Stata The Stata listserver
[Date Prev][Date Next][Thread Prev][Thread Next][Date index][Thread index]

st: Re: SSC archive stats

From   Kit Baum <>
To   David Roodman <DRoodman@CGDEV.ORG>
Subject   st: Re: SSC archive stats
Date   Tue, 18 Oct 2005 18:23:34 -0400


I'm afraid that my prior explanations of this issue have been lost in the mists of time; my earliest post on Statalist @ HSPH (Jan 2001) says 'please see prior month's explanation', but the archives do not go back to 2000, and not even Google can find them. So I will try to reconstruct the logic.
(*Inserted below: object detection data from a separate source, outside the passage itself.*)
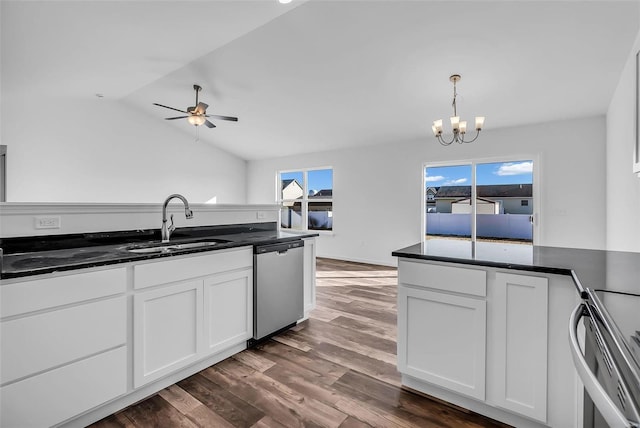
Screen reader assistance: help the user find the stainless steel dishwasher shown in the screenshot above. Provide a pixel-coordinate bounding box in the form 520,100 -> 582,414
248,240 -> 304,346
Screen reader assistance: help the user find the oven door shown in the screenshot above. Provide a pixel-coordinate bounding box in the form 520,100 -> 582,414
569,303 -> 640,428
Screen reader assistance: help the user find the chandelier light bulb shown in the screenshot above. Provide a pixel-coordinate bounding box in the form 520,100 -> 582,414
431,74 -> 484,146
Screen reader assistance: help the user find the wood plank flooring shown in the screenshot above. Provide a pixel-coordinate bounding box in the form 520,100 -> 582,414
92,258 -> 506,428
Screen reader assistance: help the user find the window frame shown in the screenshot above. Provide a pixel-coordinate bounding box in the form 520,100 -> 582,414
276,166 -> 335,234
420,154 -> 542,246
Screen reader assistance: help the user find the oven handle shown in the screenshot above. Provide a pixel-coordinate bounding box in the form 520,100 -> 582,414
569,303 -> 633,427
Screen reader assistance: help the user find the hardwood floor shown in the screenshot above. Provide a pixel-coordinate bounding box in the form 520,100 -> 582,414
92,258 -> 506,428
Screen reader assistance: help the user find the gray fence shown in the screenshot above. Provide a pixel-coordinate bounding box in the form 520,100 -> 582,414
427,213 -> 533,241
280,210 -> 333,230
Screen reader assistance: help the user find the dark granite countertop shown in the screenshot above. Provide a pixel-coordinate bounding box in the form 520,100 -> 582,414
392,239 -> 640,295
0,223 -> 318,279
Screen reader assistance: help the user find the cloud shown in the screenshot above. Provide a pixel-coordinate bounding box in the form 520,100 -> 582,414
444,178 -> 467,186
424,175 -> 444,183
494,161 -> 533,176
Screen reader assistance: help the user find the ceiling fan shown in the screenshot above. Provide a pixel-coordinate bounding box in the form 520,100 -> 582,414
153,85 -> 238,128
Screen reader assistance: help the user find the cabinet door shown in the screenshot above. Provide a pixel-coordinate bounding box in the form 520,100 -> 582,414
303,238 -> 316,318
204,269 -> 253,354
0,346 -> 127,428
490,272 -> 548,422
133,280 -> 202,388
398,285 -> 486,400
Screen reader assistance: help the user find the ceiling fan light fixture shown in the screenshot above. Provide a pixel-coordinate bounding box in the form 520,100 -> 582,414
187,114 -> 207,126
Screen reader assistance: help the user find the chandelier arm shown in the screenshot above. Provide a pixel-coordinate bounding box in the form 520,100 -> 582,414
460,129 -> 480,143
436,134 -> 456,146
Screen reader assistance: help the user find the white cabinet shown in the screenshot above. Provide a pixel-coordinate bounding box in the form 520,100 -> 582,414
133,281 -> 202,387
303,238 -> 316,319
133,247 -> 253,388
0,268 -> 127,427
398,258 -> 579,427
204,269 -> 253,354
398,285 -> 486,400
489,272 -> 548,422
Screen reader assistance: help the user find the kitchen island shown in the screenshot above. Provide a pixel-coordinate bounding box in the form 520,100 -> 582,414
0,206 -> 317,427
393,240 -> 640,427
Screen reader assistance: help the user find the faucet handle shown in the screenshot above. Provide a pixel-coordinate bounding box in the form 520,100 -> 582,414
168,214 -> 176,233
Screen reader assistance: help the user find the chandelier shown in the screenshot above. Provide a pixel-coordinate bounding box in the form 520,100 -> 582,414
431,74 -> 484,146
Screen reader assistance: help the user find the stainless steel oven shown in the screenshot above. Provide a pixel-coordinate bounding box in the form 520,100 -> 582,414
569,289 -> 640,428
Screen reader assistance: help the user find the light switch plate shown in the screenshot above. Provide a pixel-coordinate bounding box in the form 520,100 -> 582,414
35,216 -> 60,229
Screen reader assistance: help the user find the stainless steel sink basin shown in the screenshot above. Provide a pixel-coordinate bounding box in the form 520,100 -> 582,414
127,241 -> 221,254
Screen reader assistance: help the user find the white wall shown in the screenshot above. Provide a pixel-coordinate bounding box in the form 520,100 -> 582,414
247,116 -> 605,265
0,200 -> 279,238
606,27 -> 640,252
0,97 -> 246,204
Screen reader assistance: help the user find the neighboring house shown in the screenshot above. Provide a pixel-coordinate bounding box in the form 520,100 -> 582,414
427,184 -> 533,214
451,198 -> 501,214
425,187 -> 439,213
282,179 -> 304,201
309,189 -> 333,199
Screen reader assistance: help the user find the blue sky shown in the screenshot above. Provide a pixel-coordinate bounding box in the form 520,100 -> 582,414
280,169 -> 333,190
425,161 -> 533,187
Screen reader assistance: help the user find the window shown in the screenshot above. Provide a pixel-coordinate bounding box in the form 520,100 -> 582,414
277,168 -> 333,230
424,160 -> 535,245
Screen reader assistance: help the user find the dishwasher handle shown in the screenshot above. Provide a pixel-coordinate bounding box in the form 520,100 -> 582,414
569,303 -> 634,428
253,239 -> 304,255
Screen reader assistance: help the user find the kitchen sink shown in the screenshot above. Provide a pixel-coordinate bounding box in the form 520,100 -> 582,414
127,240 -> 227,254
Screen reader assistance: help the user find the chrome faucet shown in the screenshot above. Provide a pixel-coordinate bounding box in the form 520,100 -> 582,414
161,193 -> 193,242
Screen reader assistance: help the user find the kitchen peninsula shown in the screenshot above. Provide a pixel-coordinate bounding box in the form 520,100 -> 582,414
392,239 -> 640,427
0,204 -> 317,426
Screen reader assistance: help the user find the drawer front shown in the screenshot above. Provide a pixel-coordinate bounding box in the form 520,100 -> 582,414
0,347 -> 127,428
0,296 -> 127,384
0,268 -> 127,318
398,260 -> 487,297
133,247 -> 253,289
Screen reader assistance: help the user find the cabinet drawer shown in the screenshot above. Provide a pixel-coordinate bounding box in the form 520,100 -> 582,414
0,268 -> 127,318
133,247 -> 253,289
0,296 -> 127,384
398,260 -> 487,297
0,347 -> 127,428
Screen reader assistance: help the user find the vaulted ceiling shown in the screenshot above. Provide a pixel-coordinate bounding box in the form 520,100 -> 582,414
1,0 -> 640,159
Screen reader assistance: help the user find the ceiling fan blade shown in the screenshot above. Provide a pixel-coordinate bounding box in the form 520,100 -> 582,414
196,103 -> 209,114
206,114 -> 238,122
153,103 -> 188,113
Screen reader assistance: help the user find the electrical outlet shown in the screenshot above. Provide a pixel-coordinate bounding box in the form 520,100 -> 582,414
35,216 -> 60,229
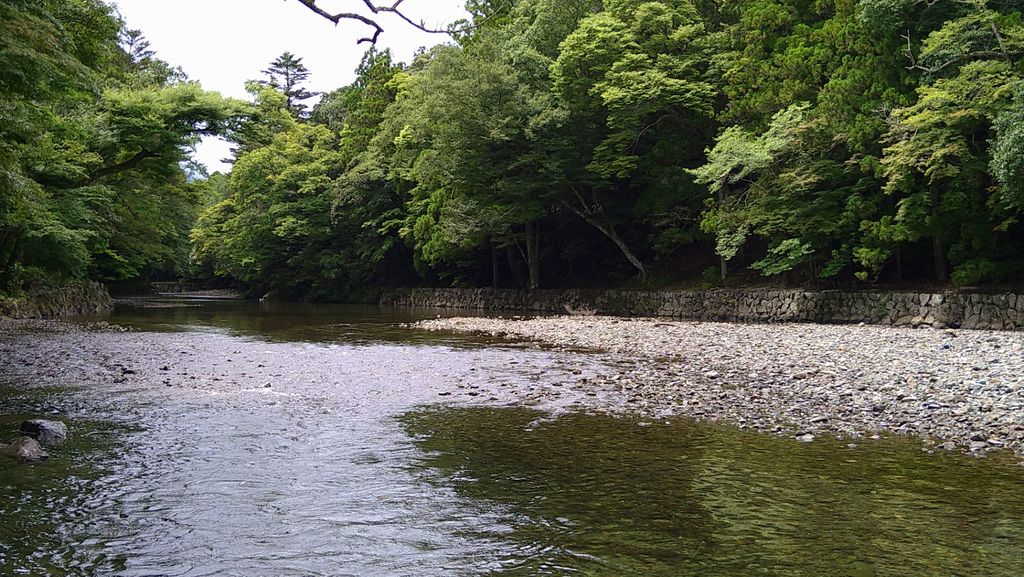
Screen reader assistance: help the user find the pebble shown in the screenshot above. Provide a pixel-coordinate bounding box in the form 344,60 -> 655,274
412,316 -> 1024,455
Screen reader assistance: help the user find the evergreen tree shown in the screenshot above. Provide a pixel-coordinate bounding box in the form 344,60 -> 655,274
261,52 -> 318,118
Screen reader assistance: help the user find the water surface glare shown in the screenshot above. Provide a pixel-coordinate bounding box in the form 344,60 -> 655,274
0,302 -> 1024,577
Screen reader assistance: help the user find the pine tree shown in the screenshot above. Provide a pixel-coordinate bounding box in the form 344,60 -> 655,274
262,52 -> 319,118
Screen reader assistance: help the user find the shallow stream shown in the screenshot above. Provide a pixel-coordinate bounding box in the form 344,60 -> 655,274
0,301 -> 1024,577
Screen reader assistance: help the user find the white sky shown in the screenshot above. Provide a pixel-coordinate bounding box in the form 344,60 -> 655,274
113,0 -> 466,172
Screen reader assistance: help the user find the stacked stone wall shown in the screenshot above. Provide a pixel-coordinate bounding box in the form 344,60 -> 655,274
381,288 -> 1024,330
0,282 -> 114,319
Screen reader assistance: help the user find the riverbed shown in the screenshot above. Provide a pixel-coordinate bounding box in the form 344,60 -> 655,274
0,300 -> 1024,577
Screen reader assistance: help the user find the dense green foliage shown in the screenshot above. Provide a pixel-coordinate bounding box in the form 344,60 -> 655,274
0,0 -> 248,294
193,0 -> 1024,298
0,0 -> 1024,299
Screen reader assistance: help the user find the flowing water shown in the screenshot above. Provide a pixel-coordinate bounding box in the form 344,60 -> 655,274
0,302 -> 1024,577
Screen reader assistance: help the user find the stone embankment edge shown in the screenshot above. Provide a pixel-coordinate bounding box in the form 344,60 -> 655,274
380,288 -> 1024,330
0,282 -> 114,319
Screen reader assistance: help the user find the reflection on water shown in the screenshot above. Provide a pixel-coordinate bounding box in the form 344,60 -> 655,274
0,302 -> 1024,577
402,408 -> 1024,577
109,297 -> 503,343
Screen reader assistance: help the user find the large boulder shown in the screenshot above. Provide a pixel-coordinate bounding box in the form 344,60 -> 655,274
0,437 -> 49,462
22,419 -> 68,445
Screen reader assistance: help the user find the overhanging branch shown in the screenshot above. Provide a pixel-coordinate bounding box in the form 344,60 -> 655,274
78,149 -> 160,187
299,0 -> 504,44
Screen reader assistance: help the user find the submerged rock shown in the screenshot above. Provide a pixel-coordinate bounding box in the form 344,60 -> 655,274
0,437 -> 49,462
22,419 -> 68,445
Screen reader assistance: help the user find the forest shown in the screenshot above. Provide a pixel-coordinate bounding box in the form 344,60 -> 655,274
0,0 -> 1024,300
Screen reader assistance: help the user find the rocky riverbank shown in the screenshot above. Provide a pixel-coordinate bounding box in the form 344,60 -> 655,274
0,282 -> 114,319
413,317 -> 1024,455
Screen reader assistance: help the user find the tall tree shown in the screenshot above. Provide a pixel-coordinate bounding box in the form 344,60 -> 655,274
262,52 -> 318,118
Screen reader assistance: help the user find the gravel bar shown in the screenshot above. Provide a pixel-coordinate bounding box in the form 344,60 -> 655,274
412,316 -> 1024,456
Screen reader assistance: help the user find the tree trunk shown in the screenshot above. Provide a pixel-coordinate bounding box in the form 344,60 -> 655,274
490,241 -> 501,289
564,203 -> 647,279
896,245 -> 903,283
505,244 -> 526,287
715,181 -> 729,282
929,182 -> 949,283
526,220 -> 541,290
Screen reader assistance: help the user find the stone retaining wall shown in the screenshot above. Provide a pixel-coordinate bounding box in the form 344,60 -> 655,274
0,282 -> 114,319
380,289 -> 1024,330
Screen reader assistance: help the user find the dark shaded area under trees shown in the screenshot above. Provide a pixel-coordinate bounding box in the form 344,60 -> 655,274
0,0 -> 1024,300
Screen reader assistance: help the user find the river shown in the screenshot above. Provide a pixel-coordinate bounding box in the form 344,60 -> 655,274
0,300 -> 1024,577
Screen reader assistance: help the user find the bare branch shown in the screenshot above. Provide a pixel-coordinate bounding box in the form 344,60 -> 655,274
299,0 -> 505,44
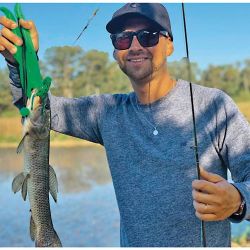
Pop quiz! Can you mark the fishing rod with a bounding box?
[74,9,99,44]
[181,3,207,247]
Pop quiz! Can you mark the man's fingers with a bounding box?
[19,19,39,51]
[192,180,217,194]
[0,27,23,46]
[200,168,224,183]
[195,211,218,221]
[193,201,216,214]
[0,36,17,54]
[0,16,17,29]
[192,189,218,205]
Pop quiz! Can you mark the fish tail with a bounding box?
[35,229,62,247]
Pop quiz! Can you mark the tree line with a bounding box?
[0,46,250,113]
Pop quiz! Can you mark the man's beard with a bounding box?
[120,60,154,81]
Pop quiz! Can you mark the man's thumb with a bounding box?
[200,167,224,183]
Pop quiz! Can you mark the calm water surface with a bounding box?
[0,146,249,247]
[0,146,119,247]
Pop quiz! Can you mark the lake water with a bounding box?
[0,146,249,247]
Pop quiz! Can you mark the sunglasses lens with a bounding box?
[137,30,159,47]
[112,32,132,50]
[111,30,159,50]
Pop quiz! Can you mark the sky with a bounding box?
[0,2,250,69]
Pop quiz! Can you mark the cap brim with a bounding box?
[106,12,165,34]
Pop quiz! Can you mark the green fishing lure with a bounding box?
[0,3,52,117]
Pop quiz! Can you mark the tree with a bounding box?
[44,46,83,97]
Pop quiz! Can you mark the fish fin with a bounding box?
[12,173,25,193]
[16,133,27,154]
[22,174,30,201]
[30,215,36,241]
[49,165,58,202]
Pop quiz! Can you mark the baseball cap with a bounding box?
[106,3,173,41]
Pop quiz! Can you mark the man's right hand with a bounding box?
[0,16,39,63]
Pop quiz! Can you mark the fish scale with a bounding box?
[12,105,62,247]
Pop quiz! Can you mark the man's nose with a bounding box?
[130,36,143,50]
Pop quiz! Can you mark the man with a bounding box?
[0,3,250,247]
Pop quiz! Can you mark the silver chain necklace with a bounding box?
[135,95,159,135]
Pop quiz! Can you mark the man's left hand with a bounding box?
[192,168,241,221]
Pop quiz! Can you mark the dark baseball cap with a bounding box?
[106,3,173,41]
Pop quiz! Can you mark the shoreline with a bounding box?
[0,140,102,149]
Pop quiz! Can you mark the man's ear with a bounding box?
[166,39,174,56]
[113,49,117,61]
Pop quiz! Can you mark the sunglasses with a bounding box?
[110,30,168,50]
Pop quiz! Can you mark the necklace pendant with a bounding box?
[153,129,159,135]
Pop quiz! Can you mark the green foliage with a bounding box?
[0,46,250,116]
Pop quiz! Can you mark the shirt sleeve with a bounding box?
[49,94,105,145]
[216,92,250,222]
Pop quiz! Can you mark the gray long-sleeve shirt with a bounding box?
[6,63,250,247]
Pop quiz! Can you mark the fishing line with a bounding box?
[181,3,207,247]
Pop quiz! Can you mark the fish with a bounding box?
[12,97,62,247]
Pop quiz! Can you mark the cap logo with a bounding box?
[130,3,139,8]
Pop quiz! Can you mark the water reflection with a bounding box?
[0,146,247,247]
[0,146,119,247]
[0,146,111,193]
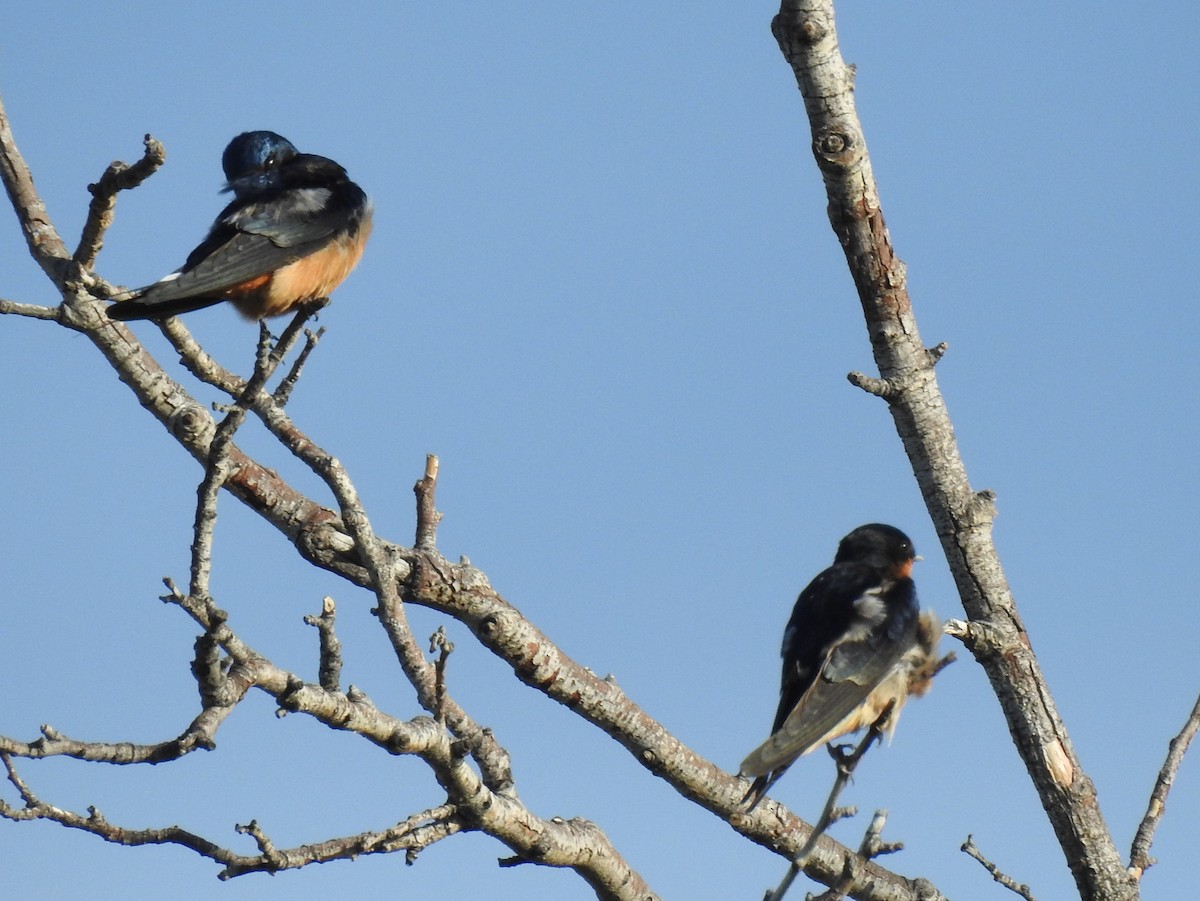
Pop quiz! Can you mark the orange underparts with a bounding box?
[228,222,371,319]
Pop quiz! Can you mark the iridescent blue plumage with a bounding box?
[108,131,371,320]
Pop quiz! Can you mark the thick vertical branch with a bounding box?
[772,0,1138,901]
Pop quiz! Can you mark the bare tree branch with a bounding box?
[772,0,1138,901]
[304,595,342,691]
[72,134,167,269]
[962,835,1037,901]
[0,50,964,901]
[1129,698,1200,879]
[763,703,895,901]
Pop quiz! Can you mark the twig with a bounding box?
[0,753,464,879]
[962,835,1037,901]
[430,626,454,722]
[811,810,904,901]
[72,134,167,269]
[275,326,325,407]
[156,316,246,397]
[1129,698,1200,879]
[304,595,342,691]
[763,702,895,901]
[0,298,59,319]
[413,453,442,551]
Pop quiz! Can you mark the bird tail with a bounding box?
[108,296,224,322]
[742,763,791,813]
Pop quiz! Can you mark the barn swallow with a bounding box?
[738,523,942,810]
[108,131,371,319]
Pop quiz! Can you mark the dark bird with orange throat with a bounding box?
[108,131,371,320]
[738,523,942,809]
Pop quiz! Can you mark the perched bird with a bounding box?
[738,523,942,810]
[108,131,371,319]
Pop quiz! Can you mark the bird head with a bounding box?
[834,522,920,578]
[221,131,300,197]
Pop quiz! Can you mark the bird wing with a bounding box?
[740,595,916,776]
[108,185,366,319]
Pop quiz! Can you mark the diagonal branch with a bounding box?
[772,0,1138,900]
[1129,698,1200,879]
[0,80,942,901]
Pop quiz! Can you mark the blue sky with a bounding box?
[0,0,1200,900]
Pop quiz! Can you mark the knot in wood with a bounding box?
[770,13,829,47]
[812,130,858,166]
[479,613,498,636]
[167,403,216,444]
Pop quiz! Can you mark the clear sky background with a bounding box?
[0,0,1200,901]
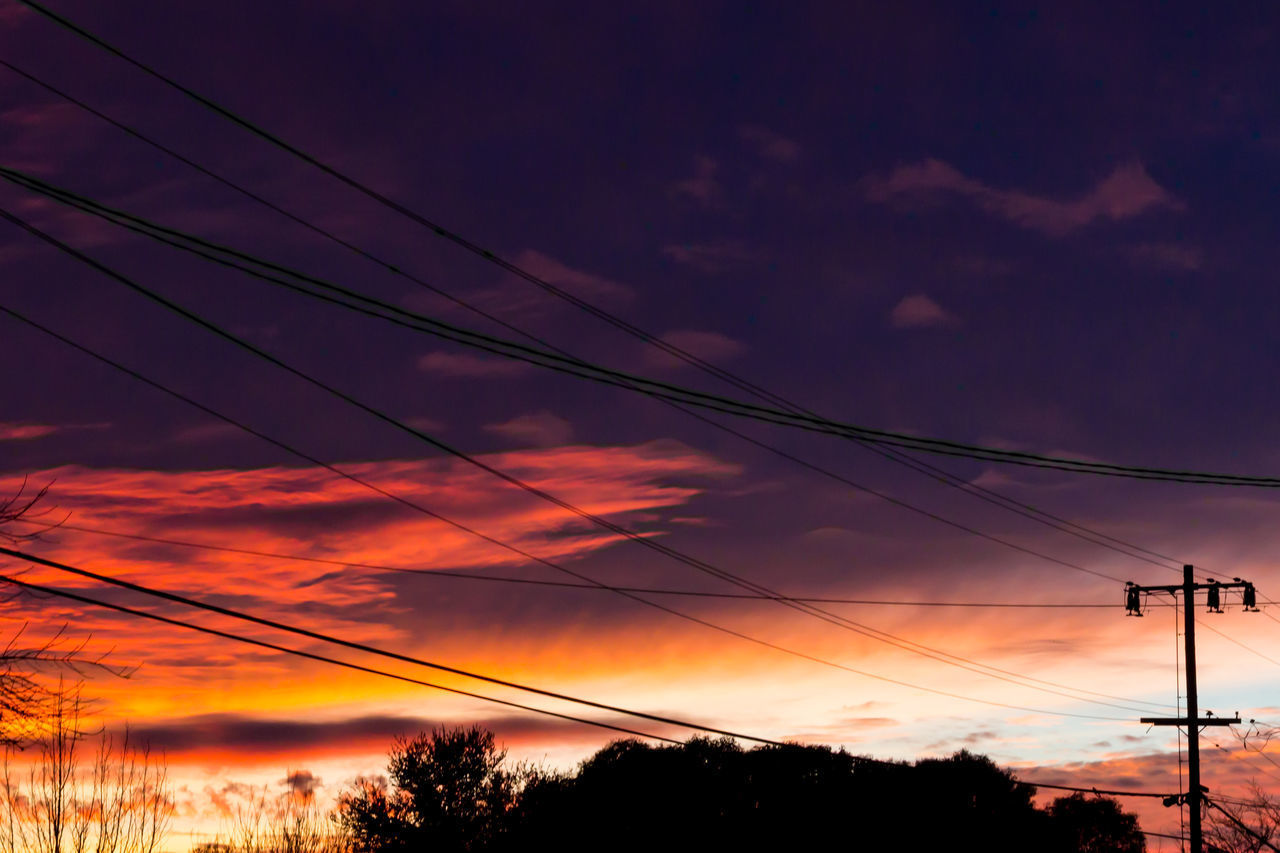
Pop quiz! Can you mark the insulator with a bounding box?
[1124,587,1142,616]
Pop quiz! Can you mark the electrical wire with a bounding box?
[0,575,680,744]
[0,514,1131,607]
[0,305,1166,721]
[0,168,1146,583]
[0,209,1165,710]
[0,546,781,745]
[0,568,1170,798]
[10,8,1280,488]
[0,59,1178,571]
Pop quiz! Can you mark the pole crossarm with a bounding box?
[1124,566,1254,853]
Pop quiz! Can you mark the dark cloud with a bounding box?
[131,713,680,753]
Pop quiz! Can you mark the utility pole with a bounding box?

The web server records every "hit" on an ado-file. ado-files are part of a package, which may contain a single ado- (and hlp-) file or may contain several or many indeed (e.g. egenmore). A 'score' should not be inflated by an author's inclusion of many files in a package, but we don't track packages; we track hits on individual ado files. Many ado files are multiply authored, and we want each author to receive credit for his or her work. So we have one file--an extract from the web server log
which says that, e.g., the single file xtabond2.ado was requested 478 times last month.

From the RePEc templates that define the SSC Archive, we generate another file (with perl)* in which each record contains the name of one ado-file, the SSC package of which it is a part, the number of ado-files in that package and an author's name. There is a record for each author|ado combination. So for instance your xtabond2 records in this file look like
XTABOND2 /repec/bocode/x/xtabond2.ado 2 David Roodman
XTABOND2 /repec/bocode/x/xtab2_p.ado 2 David Roodman
defining a package which has two components and one author.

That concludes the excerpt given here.